Installing NVIDIA GPU Drivers on SUSE Linux Micro
- WHAT?
NVIDIA GPU drivers use the full potential of the GPU unit.
- WHY?
To learn how to install NVIDIA GPU drivers on SUSE Linux Micro 6.0 to fully use the computing power of the GPU in higher-level applications, such as AI workloads.
- EFFORT
Understanding the information in this article and installing NVIDIA GPU drivers on your SUSE Linux Micro host requires less than one hour of your time and basic Linux administration skills.
- GOAL
You can install NVIDIA GPU drivers on a SUSE Linux Micro host with a supported GPU card attached.
1 Installing NVIDIA GPU drivers on SUSE Linux Micro #
1.1 Introduction #
This guide demonstrates how to implement host-level NVIDIA GPU support via the open-driver on SUSE Linux Micro 6.0. The open-driver is part of the core SUSE Linux Micro package repositories. Therefore, there is no need to compile it or download executable packages. This driver is built into the operating system rather than dynamically loaded by the NVIDIA GPU Operator. This configuration is desirable for customers that want to pre-build all artifacts required for deployment into the image, and where the dynamic selection of the driver version via Kubernetes is not a requirement.
1.2 Requirements #
If you are following this guide, it assumes that you have the following already available:
At least one host with SUSE Linux Micro 6.0 installed, physical or virtual.
Your hosts are attached to a subscription as this is required for package access.
A compatible NVIDIA GPU installed or fully passed through to the virtual machine in which SUSE Linux Micro is running.
Access to the
root
user—these instructions assume you are theroot
user, and not escalating your privileges viasudo
.
1.3 Considerations before the installation #
1.3.1 Select the driver generation #
You must verify the driver generation for the NVIDIA GPU that your
system has. For modern GPUs, the G06
driver is the
most common choice. Find more details in
the
support database.
This section details the installation of the G06
generation of the driver.
1.3.2 Additional NVIDIAcomponents #
Besides the NVIDIA open-driver provided by SUSE as part of
SUSE Linux Micro, you might also need additional NVIDIA components. These
could include OpenGL libraries, CUDA toolkits, command-line utilities
such as nvidia-smi
, and container-integration
components such as nvidia-container-toolkit. Many of these components
are not shipped by SUSE as they are proprietary NVIDIA software.

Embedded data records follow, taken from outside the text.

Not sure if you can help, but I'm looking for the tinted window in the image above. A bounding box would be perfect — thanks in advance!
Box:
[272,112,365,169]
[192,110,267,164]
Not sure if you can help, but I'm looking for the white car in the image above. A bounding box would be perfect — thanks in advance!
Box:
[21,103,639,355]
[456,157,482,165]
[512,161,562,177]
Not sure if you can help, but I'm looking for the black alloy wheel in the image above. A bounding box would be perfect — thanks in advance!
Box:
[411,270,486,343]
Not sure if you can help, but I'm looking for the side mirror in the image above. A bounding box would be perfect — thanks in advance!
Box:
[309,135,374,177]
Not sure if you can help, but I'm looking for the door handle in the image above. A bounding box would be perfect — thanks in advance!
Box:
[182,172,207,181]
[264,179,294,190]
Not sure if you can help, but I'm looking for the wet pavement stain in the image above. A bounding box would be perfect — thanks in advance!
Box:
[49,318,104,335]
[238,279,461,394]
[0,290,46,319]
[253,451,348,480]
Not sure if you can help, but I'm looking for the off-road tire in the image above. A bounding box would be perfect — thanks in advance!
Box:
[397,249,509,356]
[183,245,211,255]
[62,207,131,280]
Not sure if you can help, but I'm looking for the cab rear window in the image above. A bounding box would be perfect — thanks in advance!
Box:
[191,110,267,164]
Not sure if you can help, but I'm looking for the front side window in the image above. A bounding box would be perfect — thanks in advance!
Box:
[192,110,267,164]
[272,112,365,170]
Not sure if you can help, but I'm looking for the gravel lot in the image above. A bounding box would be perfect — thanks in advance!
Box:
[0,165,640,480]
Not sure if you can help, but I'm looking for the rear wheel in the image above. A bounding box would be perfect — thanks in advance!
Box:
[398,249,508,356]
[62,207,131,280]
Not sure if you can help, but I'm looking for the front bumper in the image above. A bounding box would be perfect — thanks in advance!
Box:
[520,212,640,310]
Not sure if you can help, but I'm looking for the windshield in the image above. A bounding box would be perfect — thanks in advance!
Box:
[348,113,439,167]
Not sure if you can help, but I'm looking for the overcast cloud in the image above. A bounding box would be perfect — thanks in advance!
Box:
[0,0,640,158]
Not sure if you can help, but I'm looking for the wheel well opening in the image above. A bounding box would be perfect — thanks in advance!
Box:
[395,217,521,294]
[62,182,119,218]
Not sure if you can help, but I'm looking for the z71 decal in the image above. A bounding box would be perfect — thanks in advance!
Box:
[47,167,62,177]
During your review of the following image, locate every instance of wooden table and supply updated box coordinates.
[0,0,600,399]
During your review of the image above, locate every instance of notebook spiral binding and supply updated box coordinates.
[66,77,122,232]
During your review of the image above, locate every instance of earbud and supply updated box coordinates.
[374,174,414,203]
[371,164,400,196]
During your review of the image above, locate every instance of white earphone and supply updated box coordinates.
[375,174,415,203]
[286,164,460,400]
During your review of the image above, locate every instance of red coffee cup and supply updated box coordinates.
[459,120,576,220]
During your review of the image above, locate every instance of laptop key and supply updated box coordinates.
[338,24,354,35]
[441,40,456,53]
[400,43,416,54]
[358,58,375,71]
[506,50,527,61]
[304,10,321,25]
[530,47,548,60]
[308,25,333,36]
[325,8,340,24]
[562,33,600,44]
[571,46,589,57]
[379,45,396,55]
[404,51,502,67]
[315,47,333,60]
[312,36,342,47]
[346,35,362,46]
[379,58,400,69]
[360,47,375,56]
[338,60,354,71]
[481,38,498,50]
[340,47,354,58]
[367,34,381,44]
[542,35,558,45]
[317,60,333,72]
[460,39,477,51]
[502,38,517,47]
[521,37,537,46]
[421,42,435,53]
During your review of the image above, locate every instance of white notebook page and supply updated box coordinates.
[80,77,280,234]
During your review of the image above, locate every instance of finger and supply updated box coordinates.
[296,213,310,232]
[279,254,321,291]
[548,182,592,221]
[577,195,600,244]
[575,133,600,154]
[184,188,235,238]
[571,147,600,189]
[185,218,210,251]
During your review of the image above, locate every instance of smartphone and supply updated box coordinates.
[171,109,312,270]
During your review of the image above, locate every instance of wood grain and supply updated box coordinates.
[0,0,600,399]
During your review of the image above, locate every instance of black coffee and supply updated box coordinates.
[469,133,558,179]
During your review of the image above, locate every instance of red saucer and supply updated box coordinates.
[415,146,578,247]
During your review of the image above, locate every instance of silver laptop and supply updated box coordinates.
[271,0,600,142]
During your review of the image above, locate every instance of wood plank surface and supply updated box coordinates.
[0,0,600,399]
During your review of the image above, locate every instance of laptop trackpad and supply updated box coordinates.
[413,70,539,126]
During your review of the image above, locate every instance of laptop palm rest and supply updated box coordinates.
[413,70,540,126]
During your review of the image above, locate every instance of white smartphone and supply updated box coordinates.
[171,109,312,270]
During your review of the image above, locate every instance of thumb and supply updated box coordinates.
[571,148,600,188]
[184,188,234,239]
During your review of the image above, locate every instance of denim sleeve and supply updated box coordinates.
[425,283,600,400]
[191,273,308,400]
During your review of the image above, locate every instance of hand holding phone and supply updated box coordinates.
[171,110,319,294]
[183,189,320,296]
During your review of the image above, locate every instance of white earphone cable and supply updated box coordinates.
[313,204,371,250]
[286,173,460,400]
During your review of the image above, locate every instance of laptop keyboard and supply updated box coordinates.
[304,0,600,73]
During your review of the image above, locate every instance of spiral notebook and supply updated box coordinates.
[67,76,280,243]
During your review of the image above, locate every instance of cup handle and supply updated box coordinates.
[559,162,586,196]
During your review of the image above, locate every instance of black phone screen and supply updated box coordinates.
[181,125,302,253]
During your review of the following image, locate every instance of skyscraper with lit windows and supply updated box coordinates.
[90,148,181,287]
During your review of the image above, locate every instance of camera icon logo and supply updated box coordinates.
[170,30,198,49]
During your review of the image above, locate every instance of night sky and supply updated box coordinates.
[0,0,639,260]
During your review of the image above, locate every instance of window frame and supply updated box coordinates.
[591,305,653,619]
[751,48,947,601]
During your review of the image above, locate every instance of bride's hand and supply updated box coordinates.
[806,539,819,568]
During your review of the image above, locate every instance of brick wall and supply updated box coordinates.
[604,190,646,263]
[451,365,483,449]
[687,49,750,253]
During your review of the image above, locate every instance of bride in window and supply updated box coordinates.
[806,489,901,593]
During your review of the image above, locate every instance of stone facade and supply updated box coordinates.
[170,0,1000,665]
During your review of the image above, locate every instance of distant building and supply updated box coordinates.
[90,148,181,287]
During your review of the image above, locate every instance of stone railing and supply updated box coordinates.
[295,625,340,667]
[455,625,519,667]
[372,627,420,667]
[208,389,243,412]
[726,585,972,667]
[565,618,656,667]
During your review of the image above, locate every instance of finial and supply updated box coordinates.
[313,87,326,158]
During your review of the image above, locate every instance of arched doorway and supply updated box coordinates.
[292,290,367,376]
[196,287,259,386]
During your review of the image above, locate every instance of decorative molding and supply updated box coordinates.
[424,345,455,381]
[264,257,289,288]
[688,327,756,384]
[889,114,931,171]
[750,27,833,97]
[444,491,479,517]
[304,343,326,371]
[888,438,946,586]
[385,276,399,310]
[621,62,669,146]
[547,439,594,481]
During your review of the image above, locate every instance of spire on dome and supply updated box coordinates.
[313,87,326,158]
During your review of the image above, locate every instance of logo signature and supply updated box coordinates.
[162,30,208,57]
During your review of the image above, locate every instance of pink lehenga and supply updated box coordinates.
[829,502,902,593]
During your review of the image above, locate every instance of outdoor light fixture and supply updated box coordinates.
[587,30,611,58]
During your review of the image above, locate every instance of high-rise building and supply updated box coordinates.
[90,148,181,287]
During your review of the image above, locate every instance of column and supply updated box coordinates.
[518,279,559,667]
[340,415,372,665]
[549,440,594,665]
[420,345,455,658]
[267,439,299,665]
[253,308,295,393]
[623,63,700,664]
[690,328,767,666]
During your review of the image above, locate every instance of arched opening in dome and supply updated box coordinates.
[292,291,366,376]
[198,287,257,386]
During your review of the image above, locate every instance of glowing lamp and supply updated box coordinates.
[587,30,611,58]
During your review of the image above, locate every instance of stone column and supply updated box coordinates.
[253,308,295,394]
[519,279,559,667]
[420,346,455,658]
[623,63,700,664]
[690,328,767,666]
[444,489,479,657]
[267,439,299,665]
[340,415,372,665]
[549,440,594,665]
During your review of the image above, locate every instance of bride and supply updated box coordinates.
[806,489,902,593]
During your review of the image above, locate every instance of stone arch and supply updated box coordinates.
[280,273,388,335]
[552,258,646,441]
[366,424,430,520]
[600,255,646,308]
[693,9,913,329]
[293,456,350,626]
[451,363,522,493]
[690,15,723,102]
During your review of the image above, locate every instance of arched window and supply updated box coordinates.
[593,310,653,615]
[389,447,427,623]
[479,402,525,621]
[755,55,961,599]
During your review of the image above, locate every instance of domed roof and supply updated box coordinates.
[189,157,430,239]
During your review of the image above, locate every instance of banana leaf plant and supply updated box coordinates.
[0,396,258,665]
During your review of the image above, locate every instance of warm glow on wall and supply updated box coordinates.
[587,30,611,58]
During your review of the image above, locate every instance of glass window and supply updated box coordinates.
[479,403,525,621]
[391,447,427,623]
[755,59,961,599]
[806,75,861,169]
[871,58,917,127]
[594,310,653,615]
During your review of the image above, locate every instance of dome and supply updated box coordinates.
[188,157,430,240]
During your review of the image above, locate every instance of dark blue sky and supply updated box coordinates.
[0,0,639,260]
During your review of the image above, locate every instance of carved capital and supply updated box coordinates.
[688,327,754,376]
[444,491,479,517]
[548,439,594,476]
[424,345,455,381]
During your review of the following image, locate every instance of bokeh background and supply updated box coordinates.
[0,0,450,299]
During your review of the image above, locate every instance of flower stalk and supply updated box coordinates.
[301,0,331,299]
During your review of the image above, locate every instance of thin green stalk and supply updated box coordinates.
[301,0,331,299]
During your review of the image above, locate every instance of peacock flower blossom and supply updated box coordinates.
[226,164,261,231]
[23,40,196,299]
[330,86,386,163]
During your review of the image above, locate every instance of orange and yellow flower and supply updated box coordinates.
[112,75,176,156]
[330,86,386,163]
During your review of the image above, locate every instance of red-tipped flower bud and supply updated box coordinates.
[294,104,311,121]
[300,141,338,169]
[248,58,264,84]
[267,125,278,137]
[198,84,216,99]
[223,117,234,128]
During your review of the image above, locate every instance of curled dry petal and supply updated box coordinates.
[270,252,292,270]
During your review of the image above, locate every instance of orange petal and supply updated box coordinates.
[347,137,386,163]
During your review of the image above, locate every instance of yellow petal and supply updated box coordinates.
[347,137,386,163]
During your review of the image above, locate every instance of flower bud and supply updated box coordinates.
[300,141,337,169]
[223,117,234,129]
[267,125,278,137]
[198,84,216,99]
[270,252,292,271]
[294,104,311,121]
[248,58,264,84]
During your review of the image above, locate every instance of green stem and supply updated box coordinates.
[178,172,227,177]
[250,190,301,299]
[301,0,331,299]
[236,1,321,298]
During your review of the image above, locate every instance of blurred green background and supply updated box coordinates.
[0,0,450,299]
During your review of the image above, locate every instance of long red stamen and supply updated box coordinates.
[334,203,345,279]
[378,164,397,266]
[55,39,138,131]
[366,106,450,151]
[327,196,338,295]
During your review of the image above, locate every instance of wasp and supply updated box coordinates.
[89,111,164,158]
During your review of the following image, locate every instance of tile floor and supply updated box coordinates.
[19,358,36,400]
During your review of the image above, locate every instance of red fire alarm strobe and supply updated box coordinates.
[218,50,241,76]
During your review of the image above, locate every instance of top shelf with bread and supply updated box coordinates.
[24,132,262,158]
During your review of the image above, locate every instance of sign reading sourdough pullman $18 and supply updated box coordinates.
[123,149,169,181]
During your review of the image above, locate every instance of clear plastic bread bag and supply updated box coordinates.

This section describes how to configure additional
repositories that give you access to these components and
provides examples of using these tools to achieve a fully
functional system.
1.3.3 Package version mismatch #
It is important to distinguish between SUSE and NVIDIA repositories. There can be a mismatch between the package versions that NVIDIA makes available versus what SUSE has built. This usually arises when SUSE makes a new version of the open-driver available, and it takes a couple of days before the equivalent packages are made available in NVIDIA repositories to match.
We recommend ensuring that the selected driver version is compatible with your GPU and meets any specific CUDA requirements by checking:
The CUDA release notes.
The driver version you plan to deploy has a matching version in the NVIDIA SLE15-SP6 repository. Ensure that you also have equivalent package versions available for the supporting components.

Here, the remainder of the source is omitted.